Though energy was specifically excluded from initial sanctions announced last week by the U.S. and European powers, momentum has been building on major companies to shun Russia. U.S. President Joe Biden is also being pressed to ban imports of Russian crude to starve President Vladimir Putin’s government of cash.
Exxon’s announcement will add new pressure on lawmakers and executives in Japan. Sakhalin Oil and Gas Development Co., or SODECO, a consortium that includes Japan Petroleum Exploration Co., Japan National Oil Corp., Itochu Corp. and Marubeni Corp., has a 30% stake in Sakhalin-1. Units of Russia’s state-backed Rosneft PJSC and India’s ONGC Videsh Ltd. hold the remainder.

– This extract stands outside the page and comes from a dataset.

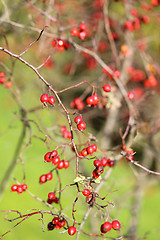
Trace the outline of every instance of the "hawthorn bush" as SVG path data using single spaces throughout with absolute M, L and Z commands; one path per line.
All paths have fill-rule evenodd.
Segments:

Japan will “appropriately deal” with ties to Russian energy projects and hold talks with G-7 nations, Industry Minister Koichi Hagiuda said Tuesday, without specifying exactly what action was being contemplated. A SODECO spokesperson declined to comment on Wednesday.
TotalEnergies SE, which has operations in Russia representing around $1.5 billion of its total cash flow, or about 5%, is also likely to face additional scrutiny. The France-based firm said Tuesday it won’t follow peers in immediately ditching its Russian operations, though confirmed it would no longer provide capital for new projects.
Sakhalin-1, which produced some 227,000 barrels a day last year and has two ice-breakers to maintain exports during winter months, is significant for Asia’s consumers, as it’s located close to Northeast Asian refiners and delivers a crude product that can yield a low-sulfur diesel. Regular buyers include GS Caltex Corp. and SK Innovation Co., while refiners in Japan, China and Hawaii are also customers.
The project is regarded as a technical marvel that involved drilling record-setting wells that bored down and sideways for up to seven miles to tap oilfields that had frustrated the Soviets when they discovered oil there in 1979.
Too deep and remote to be extracted by 1970s-era technology, the trove remained out of the Russians’ reach until the dissolution of the Soviet Union opened the nation’s oil sector to foreign supermajors such as Exxon. The U.S. company led the development and began pumping the first barrels of crude from those fields in 2005.
Exxon’s current CEO Darren Woods is scheduled to face questions from analysts Wednesday during the company’s annual strategy presentation to Wall Street.